LATELY I'VE NOTICED that the concept of "plug-and-play" has extended into the realm of human interaction. People talk about wanting to hire a "plug-and-play engineer" who can churn out uncreative but stable bits of Java, C++ or whatever. Or, describing somebody who is a capable conversationalist, a person might say, "She's very plug-and-play. You can put her into any group of people and she'll come up with something interesting to say." And one might recommend to a friend, "Definitely take him out on a date. He's plug-and-play, if you know what I mean." Oh yeah, baby.

Plug-and-play as a phrase has a pretty rich history in the world of commerce: it's been trademarked in various forms by no less than 41 companies, according to the U.S. Patent and Trademark website (www.uspto.gov). Although some of those trademarks are owned by weird outfits like a feed and grain company in Regina, Saskatchewan, most of them are predictably technological in nature. There are trademarks for phrases like "plug and play networks," "plug and play Linux" and "plug and play databases."

I'm always suspicious of what it means when we start using a phrase once applied to consumer electronics to talk about people and their relationships. At one time--back in the early 1990s I think--I hankered for a plug-and-play monitor which would require no extra software to make it work with my Mac Quadra. Later, plug-and-play devices were so common that the phrase began to seem meaningless. Why would you install software to run your mouse? Or your keyboard? That's ridiculously difficult, and requires sophisticated knowledge about how to insert a disk into a drive.
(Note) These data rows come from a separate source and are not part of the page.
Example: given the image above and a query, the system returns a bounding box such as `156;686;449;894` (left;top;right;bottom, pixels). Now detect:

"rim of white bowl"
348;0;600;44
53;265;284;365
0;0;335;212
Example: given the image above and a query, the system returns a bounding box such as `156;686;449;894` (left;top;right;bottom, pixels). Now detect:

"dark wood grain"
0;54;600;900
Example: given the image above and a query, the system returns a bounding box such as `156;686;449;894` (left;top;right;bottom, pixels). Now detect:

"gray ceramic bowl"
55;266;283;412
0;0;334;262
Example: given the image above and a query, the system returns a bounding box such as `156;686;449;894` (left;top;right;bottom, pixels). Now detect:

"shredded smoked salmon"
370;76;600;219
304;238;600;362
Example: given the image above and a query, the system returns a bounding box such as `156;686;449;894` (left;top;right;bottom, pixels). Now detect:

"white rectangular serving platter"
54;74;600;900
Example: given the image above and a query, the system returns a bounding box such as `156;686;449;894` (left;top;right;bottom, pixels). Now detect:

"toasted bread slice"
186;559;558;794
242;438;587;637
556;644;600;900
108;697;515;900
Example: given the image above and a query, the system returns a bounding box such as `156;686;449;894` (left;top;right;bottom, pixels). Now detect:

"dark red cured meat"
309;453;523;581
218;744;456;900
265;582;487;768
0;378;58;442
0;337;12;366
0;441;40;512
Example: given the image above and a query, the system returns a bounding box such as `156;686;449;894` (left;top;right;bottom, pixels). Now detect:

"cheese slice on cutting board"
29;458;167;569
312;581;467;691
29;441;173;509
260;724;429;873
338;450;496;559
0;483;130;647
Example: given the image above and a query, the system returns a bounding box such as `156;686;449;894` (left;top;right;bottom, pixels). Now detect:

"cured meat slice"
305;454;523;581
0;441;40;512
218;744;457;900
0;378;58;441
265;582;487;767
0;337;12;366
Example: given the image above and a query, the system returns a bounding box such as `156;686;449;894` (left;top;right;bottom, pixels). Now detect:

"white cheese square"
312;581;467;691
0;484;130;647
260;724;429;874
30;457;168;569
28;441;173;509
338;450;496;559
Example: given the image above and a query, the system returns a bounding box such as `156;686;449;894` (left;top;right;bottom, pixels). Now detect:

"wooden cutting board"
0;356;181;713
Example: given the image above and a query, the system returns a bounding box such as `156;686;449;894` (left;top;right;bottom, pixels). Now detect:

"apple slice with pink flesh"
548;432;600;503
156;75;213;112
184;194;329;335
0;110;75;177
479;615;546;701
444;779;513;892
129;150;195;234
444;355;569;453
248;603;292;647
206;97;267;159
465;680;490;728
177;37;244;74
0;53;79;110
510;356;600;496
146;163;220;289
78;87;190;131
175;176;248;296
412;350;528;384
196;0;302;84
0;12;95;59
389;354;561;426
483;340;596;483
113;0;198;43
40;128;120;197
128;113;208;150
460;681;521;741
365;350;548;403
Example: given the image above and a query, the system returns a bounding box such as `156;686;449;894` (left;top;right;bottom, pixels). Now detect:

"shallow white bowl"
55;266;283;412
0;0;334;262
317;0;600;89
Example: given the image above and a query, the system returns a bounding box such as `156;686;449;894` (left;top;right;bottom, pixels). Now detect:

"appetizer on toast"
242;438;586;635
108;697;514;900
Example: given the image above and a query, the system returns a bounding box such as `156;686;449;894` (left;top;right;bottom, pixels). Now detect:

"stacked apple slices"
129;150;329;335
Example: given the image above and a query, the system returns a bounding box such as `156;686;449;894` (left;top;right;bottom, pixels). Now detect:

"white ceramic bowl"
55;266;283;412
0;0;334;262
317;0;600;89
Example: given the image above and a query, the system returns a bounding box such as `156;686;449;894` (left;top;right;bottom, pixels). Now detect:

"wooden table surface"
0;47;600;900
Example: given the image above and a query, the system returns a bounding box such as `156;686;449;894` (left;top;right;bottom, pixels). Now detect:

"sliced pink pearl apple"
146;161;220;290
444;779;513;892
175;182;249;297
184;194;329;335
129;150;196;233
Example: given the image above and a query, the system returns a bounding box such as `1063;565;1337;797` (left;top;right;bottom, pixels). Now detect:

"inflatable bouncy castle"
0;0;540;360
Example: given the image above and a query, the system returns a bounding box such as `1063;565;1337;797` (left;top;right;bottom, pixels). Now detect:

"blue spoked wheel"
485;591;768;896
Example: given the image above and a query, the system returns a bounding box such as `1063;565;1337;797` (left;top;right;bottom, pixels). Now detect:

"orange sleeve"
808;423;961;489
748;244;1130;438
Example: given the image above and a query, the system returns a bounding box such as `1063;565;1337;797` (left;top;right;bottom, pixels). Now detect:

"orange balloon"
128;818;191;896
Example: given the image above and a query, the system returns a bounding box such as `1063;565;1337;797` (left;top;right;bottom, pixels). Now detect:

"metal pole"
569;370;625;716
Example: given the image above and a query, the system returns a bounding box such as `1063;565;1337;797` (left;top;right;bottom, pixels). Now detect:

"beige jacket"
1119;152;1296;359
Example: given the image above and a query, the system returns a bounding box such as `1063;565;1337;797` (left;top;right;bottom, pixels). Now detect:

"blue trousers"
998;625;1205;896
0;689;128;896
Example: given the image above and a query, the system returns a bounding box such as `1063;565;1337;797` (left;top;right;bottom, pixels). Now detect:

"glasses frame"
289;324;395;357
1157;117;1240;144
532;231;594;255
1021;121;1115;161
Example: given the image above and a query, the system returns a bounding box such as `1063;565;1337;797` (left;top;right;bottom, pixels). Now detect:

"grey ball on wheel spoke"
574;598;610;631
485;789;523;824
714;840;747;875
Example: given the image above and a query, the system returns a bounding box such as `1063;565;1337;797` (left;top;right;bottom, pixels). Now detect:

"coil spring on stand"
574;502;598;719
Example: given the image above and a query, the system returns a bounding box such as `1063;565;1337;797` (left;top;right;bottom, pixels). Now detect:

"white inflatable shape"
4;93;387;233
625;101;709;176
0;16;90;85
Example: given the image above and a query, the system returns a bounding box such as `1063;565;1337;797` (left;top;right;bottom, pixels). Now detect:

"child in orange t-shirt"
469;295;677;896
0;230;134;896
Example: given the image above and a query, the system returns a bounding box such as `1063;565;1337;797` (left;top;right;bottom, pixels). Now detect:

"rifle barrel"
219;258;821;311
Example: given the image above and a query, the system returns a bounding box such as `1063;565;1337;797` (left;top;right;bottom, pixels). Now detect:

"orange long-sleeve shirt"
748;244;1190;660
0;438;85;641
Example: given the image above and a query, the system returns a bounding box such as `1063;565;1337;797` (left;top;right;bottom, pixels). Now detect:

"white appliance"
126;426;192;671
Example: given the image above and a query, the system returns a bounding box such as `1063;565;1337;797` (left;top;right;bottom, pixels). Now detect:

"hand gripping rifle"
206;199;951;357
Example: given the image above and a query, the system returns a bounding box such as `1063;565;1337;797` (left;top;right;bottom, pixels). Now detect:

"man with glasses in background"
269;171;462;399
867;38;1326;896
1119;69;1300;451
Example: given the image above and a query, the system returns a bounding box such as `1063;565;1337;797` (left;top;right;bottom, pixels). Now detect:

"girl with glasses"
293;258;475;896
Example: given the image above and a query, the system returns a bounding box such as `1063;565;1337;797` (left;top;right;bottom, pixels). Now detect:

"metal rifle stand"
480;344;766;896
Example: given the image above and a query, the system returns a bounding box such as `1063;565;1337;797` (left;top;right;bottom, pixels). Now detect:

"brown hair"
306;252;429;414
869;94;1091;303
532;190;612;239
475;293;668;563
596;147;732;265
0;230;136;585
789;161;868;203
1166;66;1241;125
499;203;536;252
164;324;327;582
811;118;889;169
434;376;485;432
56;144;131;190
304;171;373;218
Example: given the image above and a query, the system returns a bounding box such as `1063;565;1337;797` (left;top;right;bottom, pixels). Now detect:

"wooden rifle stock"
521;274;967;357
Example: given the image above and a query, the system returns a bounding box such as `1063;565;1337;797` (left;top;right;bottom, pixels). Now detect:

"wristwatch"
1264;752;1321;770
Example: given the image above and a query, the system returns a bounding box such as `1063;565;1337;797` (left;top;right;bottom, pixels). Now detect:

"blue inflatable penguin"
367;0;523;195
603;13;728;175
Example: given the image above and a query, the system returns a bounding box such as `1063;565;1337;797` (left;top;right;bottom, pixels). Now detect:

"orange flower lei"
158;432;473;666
Fuck that.

I guess what we want out of people these days is the same thing we want from our computer accessories: no installation required; no introductions or context necessary to interact with them. Why the hell would I want to get to know someone over a period of days, weeks or years? After all, I could just go to a special-interest chat room on AOL and find somebody whose hobbies are so compatible with mine that we can just plug and play--within seconds, we could jump into a conversation about rare 1970s horror movies instead of wasting time talking about where we grew up and what we do for a living and what we think about the war on terrorism.

Maybe the situation isn't as dire as all that. When it comes down to it, who am I to judge what shape intimacy should choose? Perhaps the chat room companion, culled from hundreds of electronic applicants for the position of friend or lover, truly will provide me with the sociability I require. Getting to know someone is a tedious business, and often ends in failure. And certainly, regarding those occasional requests I see on job websites for a "plug-and-play engineer" or "plug-and-play copywriter," I can sympathize with the urge to avoid the annoyance of hiring somebody and then having to train them. You want your colleagues to be like your keyboard--stick them in a cubicle with a computer, and they're off and running.

And yet there's something creepy going on here.

Now that plug-and-play has become one of the default modes for social relationships, I wonder about the future of mystery. What about the random meeting, the chance encounter, the person whose appealing predilections are only revealed gradually as you come to know them better? And what about the idea of growing together, coming to love somebody more the longer you stick with each other? Certainly I don't want friends who are stubborn and silent, impossible to truly know, but I don't want them to be plug-and-play either.

Perhaps more importantly, I don't want to define my relationships using a trademarked phrase that most recently was used to characterize my new optical mouse. The idea that people could be plug-and-play suggests that they are as interchangeable as the mass-produced products of high-tech industry. And yet we are so steeped in the culture of machines that I think many of us believe that everything, even people, should be quick and easy to use.


Annalee Newitz ([email protected]) is a surly media nerd who is at the tipping point.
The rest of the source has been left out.